しかし、下腹のポイントはスカートやパンツを履けば隠れてしまう微妙な位置です。自分にしか見えないマークを置くか?試作品に細かなラインが入れられていきます。見えてきたのは、切り替えでそのポイントを指し示すようなデザインでした。「矢印みたい。下腹に意識を集中する感じが、すごくいいと思う」(祥子さん)。細かな切り替えを入れると、強度も問題になります。カッティングをどうするか、裏地をどこまでつけるか……商品化に向けた具体的な調整が続きました。
- 丹田に向かって集中するデザインラインは引き上げたい部分を意識させるスイッチをイメージ。
- バックスタイルの切替もウエスト周りをすっきりと見せます。
最後の試作品は、初めてのパ・ド・ドゥ・レッスンにおすすめのウェアです。
パ・ド・ドゥは、慣れないうちは戸惑いや緊張がつきものです。「だからこそ、相手への配慮や思いやりが必要ですね」と祥子さんは語ります。
レオタードは、背中や脇など男性がサポートで触れる部分は布で覆っているため、肌の露出は少な目ですが、背中やデコルテが美しく見えるカッティング。さらに、男性の手が滑ったりひっかかったりしにくい素材で、縫い目の位置も工夫されています。「パ・ド・ドゥではポール・ド・ブラを正しい位置で保つことが特に大切!」という祥子さんのアイデアで、袖の下に腕のかたちを意識しやすいラインを追加。スカートはショートスパッツ付き。ショートスパッツはより脚が長く見えるカッティングに修正されました。

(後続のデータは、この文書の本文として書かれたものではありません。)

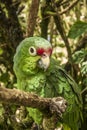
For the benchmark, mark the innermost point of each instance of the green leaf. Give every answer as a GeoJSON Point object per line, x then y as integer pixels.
{"type": "Point", "coordinates": [77, 29]}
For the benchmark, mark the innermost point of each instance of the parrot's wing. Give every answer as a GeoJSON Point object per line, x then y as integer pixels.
{"type": "Point", "coordinates": [59, 83]}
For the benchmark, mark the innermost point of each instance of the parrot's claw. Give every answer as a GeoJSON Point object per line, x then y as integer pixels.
{"type": "Point", "coordinates": [58, 105]}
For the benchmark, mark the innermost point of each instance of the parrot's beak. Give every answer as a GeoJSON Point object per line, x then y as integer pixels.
{"type": "Point", "coordinates": [44, 61]}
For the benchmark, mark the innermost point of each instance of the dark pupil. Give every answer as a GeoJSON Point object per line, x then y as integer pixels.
{"type": "Point", "coordinates": [31, 50]}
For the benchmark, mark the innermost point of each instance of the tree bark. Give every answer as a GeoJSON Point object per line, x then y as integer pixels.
{"type": "Point", "coordinates": [17, 97]}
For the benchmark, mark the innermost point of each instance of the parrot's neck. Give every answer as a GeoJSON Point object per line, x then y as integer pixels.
{"type": "Point", "coordinates": [34, 83]}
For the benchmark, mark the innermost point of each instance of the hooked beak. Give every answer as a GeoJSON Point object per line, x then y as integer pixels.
{"type": "Point", "coordinates": [44, 61]}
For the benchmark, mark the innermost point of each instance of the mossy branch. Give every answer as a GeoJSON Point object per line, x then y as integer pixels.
{"type": "Point", "coordinates": [18, 97]}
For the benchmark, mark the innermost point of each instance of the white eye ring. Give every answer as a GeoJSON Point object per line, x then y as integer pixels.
{"type": "Point", "coordinates": [32, 51]}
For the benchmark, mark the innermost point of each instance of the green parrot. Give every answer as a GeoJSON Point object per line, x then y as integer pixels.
{"type": "Point", "coordinates": [38, 72]}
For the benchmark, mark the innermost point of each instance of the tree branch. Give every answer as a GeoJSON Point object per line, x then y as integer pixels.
{"type": "Point", "coordinates": [32, 17]}
{"type": "Point", "coordinates": [60, 28]}
{"type": "Point", "coordinates": [69, 7]}
{"type": "Point", "coordinates": [17, 97]}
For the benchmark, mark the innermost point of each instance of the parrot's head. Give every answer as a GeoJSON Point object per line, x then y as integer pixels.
{"type": "Point", "coordinates": [32, 54]}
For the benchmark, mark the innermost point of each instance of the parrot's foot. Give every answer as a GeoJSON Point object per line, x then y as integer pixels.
{"type": "Point", "coordinates": [58, 105]}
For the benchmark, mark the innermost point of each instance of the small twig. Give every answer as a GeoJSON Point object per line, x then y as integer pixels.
{"type": "Point", "coordinates": [85, 89]}
{"type": "Point", "coordinates": [69, 7]}
{"type": "Point", "coordinates": [32, 16]}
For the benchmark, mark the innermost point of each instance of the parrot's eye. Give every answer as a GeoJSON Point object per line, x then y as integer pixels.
{"type": "Point", "coordinates": [32, 51]}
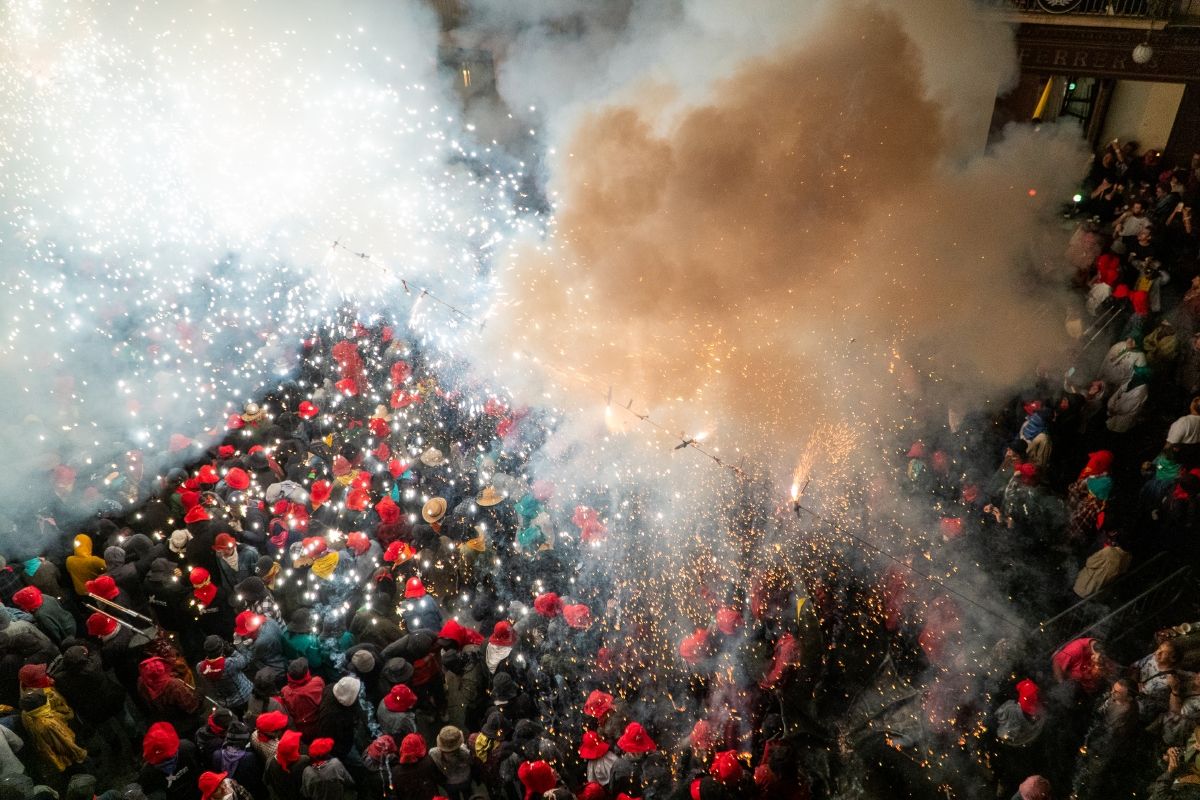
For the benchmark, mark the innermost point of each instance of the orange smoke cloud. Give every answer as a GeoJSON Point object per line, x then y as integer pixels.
{"type": "Point", "coordinates": [804, 244]}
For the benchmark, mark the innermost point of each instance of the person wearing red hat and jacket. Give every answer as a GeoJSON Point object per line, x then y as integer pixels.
{"type": "Point", "coordinates": [234, 560]}
{"type": "Point", "coordinates": [415, 771]}
{"type": "Point", "coordinates": [1019, 723]}
{"type": "Point", "coordinates": [419, 608]}
{"type": "Point", "coordinates": [166, 697]}
{"type": "Point", "coordinates": [169, 768]}
{"type": "Point", "coordinates": [285, 771]}
{"type": "Point", "coordinates": [325, 777]}
{"type": "Point", "coordinates": [48, 613]}
{"type": "Point", "coordinates": [301, 697]}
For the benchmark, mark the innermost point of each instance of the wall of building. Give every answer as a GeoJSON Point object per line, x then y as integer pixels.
{"type": "Point", "coordinates": [1144, 112]}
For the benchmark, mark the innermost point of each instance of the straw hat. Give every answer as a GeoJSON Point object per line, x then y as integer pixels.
{"type": "Point", "coordinates": [433, 457]}
{"type": "Point", "coordinates": [253, 413]}
{"type": "Point", "coordinates": [433, 510]}
{"type": "Point", "coordinates": [489, 497]}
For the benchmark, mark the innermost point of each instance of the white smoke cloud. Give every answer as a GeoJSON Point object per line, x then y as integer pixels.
{"type": "Point", "coordinates": [173, 178]}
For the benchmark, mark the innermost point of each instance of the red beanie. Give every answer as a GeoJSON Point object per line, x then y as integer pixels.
{"type": "Point", "coordinates": [459, 635]}
{"type": "Point", "coordinates": [726, 768]}
{"type": "Point", "coordinates": [412, 749]}
{"type": "Point", "coordinates": [502, 635]}
{"type": "Point", "coordinates": [538, 779]}
{"type": "Point", "coordinates": [160, 743]}
{"type": "Point", "coordinates": [287, 752]}
{"type": "Point", "coordinates": [237, 479]}
{"type": "Point", "coordinates": [28, 600]}
{"type": "Point", "coordinates": [271, 722]}
{"type": "Point", "coordinates": [400, 698]}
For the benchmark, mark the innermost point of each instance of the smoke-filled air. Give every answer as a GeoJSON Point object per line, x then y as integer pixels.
{"type": "Point", "coordinates": [587, 400]}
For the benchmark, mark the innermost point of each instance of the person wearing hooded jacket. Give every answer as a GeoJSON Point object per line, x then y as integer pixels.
{"type": "Point", "coordinates": [169, 767]}
{"type": "Point", "coordinates": [165, 697]}
{"type": "Point", "coordinates": [240, 762]}
{"type": "Point", "coordinates": [301, 697]}
{"type": "Point", "coordinates": [340, 716]}
{"type": "Point", "coordinates": [48, 614]}
{"type": "Point", "coordinates": [325, 777]}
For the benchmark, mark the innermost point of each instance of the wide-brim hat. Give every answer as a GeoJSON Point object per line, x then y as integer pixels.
{"type": "Point", "coordinates": [432, 457]}
{"type": "Point", "coordinates": [253, 413]}
{"type": "Point", "coordinates": [433, 510]}
{"type": "Point", "coordinates": [489, 497]}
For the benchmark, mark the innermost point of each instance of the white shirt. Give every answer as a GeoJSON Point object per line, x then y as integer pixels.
{"type": "Point", "coordinates": [1185, 431]}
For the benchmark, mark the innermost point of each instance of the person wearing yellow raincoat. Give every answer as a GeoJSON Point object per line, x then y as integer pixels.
{"type": "Point", "coordinates": [83, 566]}
{"type": "Point", "coordinates": [46, 717]}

なお、前回の打ち合わせでは「脚口を意識させないレオタードを」という祥子さんからの宿題がありました。「レオタードとタイツの段差を可能な限りなくせば、ヒップラインから足先までがひとつにつながり、脚がより長く美しく見えると思います」。この宿題に応え、今回のシリーズはすべて、脚口にゴムを使用せず、生地の伸びで吸いつくようにフィットするつくり。食い込みやあたりは最小限に抑え、ストレスフリーの着心地を実現しているのも注目のポイントです。

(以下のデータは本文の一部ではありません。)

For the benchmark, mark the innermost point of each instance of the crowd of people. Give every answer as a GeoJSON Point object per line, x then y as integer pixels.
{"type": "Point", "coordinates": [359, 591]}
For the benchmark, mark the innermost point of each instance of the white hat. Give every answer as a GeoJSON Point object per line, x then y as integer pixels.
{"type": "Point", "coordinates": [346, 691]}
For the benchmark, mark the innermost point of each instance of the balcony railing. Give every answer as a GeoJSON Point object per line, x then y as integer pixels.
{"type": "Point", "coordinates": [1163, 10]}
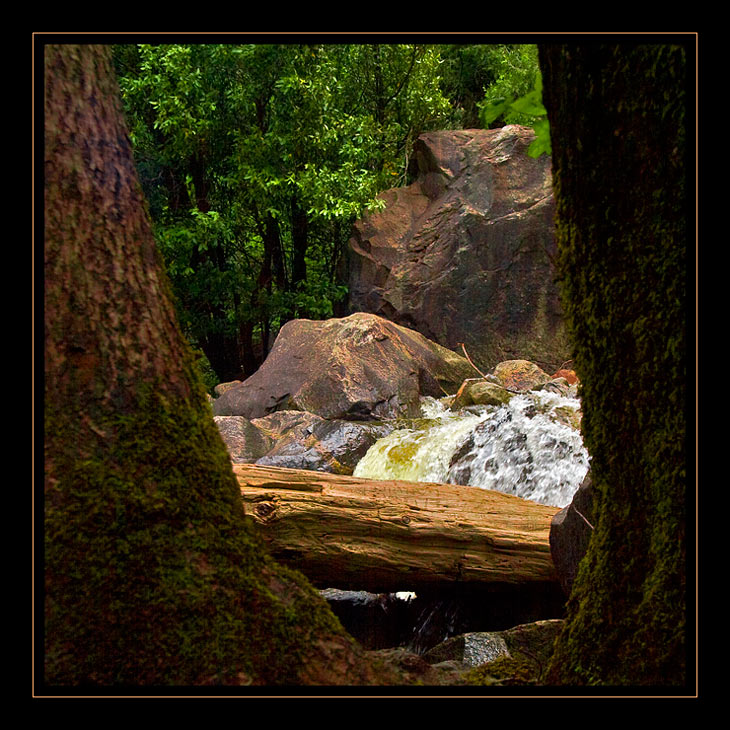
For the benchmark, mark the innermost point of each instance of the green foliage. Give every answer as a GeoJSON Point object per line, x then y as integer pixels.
{"type": "Point", "coordinates": [516, 97]}
{"type": "Point", "coordinates": [622, 233]}
{"type": "Point", "coordinates": [256, 159]}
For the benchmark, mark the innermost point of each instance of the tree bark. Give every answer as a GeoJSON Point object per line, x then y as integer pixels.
{"type": "Point", "coordinates": [153, 575]}
{"type": "Point", "coordinates": [618, 127]}
{"type": "Point", "coordinates": [388, 536]}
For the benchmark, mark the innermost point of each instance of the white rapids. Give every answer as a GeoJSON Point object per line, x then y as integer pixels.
{"type": "Point", "coordinates": [528, 448]}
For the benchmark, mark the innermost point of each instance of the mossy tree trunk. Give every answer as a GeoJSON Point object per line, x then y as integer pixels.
{"type": "Point", "coordinates": [617, 118]}
{"type": "Point", "coordinates": [152, 572]}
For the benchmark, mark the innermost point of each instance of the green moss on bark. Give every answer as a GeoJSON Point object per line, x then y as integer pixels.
{"type": "Point", "coordinates": [618, 127]}
{"type": "Point", "coordinates": [154, 576]}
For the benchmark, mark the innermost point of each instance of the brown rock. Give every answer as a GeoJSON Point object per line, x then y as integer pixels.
{"type": "Point", "coordinates": [569, 375]}
{"type": "Point", "coordinates": [520, 375]}
{"type": "Point", "coordinates": [481, 393]}
{"type": "Point", "coordinates": [360, 367]}
{"type": "Point", "coordinates": [465, 253]}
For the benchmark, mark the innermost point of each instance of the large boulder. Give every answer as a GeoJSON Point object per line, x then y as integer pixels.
{"type": "Point", "coordinates": [465, 253]}
{"type": "Point", "coordinates": [360, 367]}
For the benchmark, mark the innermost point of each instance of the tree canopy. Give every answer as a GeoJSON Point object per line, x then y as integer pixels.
{"type": "Point", "coordinates": [256, 159]}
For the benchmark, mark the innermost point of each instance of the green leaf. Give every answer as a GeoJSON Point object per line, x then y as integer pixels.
{"type": "Point", "coordinates": [541, 144]}
{"type": "Point", "coordinates": [492, 110]}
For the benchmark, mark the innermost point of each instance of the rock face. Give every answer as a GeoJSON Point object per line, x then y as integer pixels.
{"type": "Point", "coordinates": [360, 367]}
{"type": "Point", "coordinates": [464, 254]}
{"type": "Point", "coordinates": [570, 532]}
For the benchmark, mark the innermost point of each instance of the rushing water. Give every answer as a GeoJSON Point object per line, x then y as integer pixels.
{"type": "Point", "coordinates": [530, 447]}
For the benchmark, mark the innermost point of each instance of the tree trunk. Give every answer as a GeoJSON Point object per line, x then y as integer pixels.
{"type": "Point", "coordinates": [389, 536]}
{"type": "Point", "coordinates": [152, 573]}
{"type": "Point", "coordinates": [617, 119]}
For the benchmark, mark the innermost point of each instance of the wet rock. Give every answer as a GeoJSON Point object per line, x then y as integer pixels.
{"type": "Point", "coordinates": [360, 367]}
{"type": "Point", "coordinates": [244, 441]}
{"type": "Point", "coordinates": [480, 393]}
{"type": "Point", "coordinates": [465, 253]}
{"type": "Point", "coordinates": [521, 375]}
{"type": "Point", "coordinates": [332, 446]}
{"type": "Point", "coordinates": [471, 649]}
{"type": "Point", "coordinates": [570, 532]}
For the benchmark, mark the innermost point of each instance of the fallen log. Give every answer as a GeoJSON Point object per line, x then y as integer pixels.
{"type": "Point", "coordinates": [386, 536]}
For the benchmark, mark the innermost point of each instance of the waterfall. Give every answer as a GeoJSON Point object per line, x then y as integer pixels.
{"type": "Point", "coordinates": [531, 447]}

- パートナーの手が引っかかりにくいよう、小さめの背中の開き。
- 肌の露出を控えつつバレリーナらしい洗練されたカッティングに見えるようデザインされています。
「レッスンに“全集中”できる良いシリーズになったと思います」と祥子さんは語ります。「レッスンでは人に見せる意識も大切だけれど、自分の意識を高めることも大事です。先生に注意されたことを身体の感覚としてとらえ、自分で意識できるようになること。“意識のスイッチ”を自分で繰り返し入れ直すことで、コンプレックスを美しさに変えることができる」。このシリーズは、その“意識のスイッチ”をデザインとして取り入れています。

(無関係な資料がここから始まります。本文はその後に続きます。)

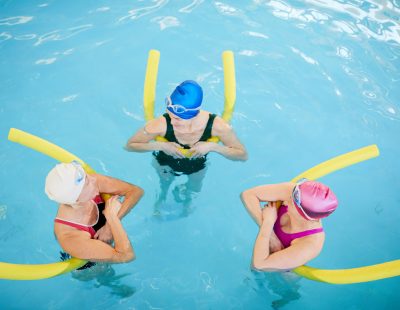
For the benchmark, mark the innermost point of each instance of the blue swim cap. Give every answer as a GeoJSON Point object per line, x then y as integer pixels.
{"type": "Point", "coordinates": [186, 100]}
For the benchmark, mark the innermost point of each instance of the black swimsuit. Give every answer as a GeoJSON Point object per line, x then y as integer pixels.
{"type": "Point", "coordinates": [183, 165]}
{"type": "Point", "coordinates": [100, 223]}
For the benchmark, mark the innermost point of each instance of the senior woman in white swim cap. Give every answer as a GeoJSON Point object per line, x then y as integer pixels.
{"type": "Point", "coordinates": [185, 125]}
{"type": "Point", "coordinates": [85, 225]}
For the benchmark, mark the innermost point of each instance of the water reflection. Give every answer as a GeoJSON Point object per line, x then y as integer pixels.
{"type": "Point", "coordinates": [183, 194]}
{"type": "Point", "coordinates": [105, 275]}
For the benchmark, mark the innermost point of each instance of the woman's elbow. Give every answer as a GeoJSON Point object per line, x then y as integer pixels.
{"type": "Point", "coordinates": [257, 265]}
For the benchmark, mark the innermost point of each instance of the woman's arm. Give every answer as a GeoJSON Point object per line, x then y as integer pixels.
{"type": "Point", "coordinates": [232, 148]}
{"type": "Point", "coordinates": [252, 197]}
{"type": "Point", "coordinates": [113, 186]}
{"type": "Point", "coordinates": [297, 254]}
{"type": "Point", "coordinates": [131, 194]}
{"type": "Point", "coordinates": [141, 141]}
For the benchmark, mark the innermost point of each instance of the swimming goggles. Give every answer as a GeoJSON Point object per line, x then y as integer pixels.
{"type": "Point", "coordinates": [296, 195]}
{"type": "Point", "coordinates": [308, 214]}
{"type": "Point", "coordinates": [80, 173]}
{"type": "Point", "coordinates": [177, 108]}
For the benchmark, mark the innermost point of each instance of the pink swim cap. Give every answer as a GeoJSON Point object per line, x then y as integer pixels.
{"type": "Point", "coordinates": [314, 200]}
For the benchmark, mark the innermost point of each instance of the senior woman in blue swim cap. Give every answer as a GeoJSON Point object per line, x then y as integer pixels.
{"type": "Point", "coordinates": [185, 125]}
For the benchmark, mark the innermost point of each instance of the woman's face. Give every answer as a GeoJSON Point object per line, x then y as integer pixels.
{"type": "Point", "coordinates": [178, 122]}
{"type": "Point", "coordinates": [89, 190]}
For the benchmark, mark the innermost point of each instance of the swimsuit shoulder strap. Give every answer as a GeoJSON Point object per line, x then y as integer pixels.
{"type": "Point", "coordinates": [169, 134]}
{"type": "Point", "coordinates": [88, 229]}
{"type": "Point", "coordinates": [207, 131]}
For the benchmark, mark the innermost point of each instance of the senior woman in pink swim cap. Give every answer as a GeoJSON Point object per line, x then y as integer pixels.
{"type": "Point", "coordinates": [291, 235]}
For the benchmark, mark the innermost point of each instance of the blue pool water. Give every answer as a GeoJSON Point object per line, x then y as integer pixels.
{"type": "Point", "coordinates": [315, 79]}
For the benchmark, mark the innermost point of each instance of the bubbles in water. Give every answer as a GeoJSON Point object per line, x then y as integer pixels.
{"type": "Point", "coordinates": [3, 212]}
{"type": "Point", "coordinates": [69, 98]}
{"type": "Point", "coordinates": [11, 21]}
{"type": "Point", "coordinates": [248, 53]}
{"type": "Point", "coordinates": [369, 94]}
{"type": "Point", "coordinates": [47, 61]}
{"type": "Point", "coordinates": [166, 22]}
{"type": "Point", "coordinates": [343, 52]}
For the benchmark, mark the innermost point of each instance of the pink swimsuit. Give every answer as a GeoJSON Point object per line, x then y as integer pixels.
{"type": "Point", "coordinates": [90, 229]}
{"type": "Point", "coordinates": [286, 238]}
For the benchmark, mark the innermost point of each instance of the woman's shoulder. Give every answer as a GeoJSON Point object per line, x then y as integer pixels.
{"type": "Point", "coordinates": [156, 126]}
{"type": "Point", "coordinates": [220, 125]}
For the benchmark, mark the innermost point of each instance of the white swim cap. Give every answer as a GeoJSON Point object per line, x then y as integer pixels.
{"type": "Point", "coordinates": [64, 183]}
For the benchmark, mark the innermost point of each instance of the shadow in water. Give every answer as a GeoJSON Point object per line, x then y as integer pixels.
{"type": "Point", "coordinates": [179, 203]}
{"type": "Point", "coordinates": [104, 275]}
{"type": "Point", "coordinates": [283, 284]}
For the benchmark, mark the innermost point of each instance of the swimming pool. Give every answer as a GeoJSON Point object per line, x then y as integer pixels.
{"type": "Point", "coordinates": [315, 79]}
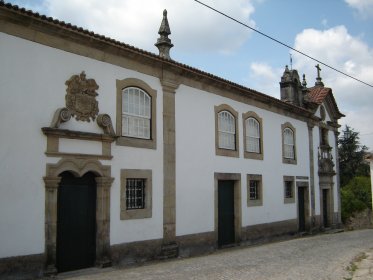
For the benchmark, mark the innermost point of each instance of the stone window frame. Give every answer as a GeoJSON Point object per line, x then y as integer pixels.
{"type": "Point", "coordinates": [132, 141]}
{"type": "Point", "coordinates": [284, 159]}
{"type": "Point", "coordinates": [251, 155]}
{"type": "Point", "coordinates": [257, 202]}
{"type": "Point", "coordinates": [288, 200]}
{"type": "Point", "coordinates": [142, 213]}
{"type": "Point", "coordinates": [221, 151]}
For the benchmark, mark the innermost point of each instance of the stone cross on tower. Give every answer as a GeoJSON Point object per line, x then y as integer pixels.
{"type": "Point", "coordinates": [164, 43]}
{"type": "Point", "coordinates": [318, 79]}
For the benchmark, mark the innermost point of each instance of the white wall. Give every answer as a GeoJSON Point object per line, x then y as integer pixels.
{"type": "Point", "coordinates": [196, 163]}
{"type": "Point", "coordinates": [32, 86]}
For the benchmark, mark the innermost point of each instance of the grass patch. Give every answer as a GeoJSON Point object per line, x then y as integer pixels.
{"type": "Point", "coordinates": [353, 266]}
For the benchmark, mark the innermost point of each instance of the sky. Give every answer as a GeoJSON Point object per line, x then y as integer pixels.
{"type": "Point", "coordinates": [337, 32]}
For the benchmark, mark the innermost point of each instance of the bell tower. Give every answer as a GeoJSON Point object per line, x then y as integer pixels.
{"type": "Point", "coordinates": [291, 87]}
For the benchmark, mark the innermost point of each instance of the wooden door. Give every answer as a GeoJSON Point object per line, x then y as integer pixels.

「スイッチのデザインには私の“イチ押し”も込めています(笑)。見た目にも個性的に仕上がっていますから、ぜひこのウェアで気持ちを上げて、自分を表現してほしい」。
着る人の「ベスト」を引き出すために、祥子さんからのヒントが詰まったDirected by SHOKO NAKAMURA、シリーズの今後の展開にもご期待ください!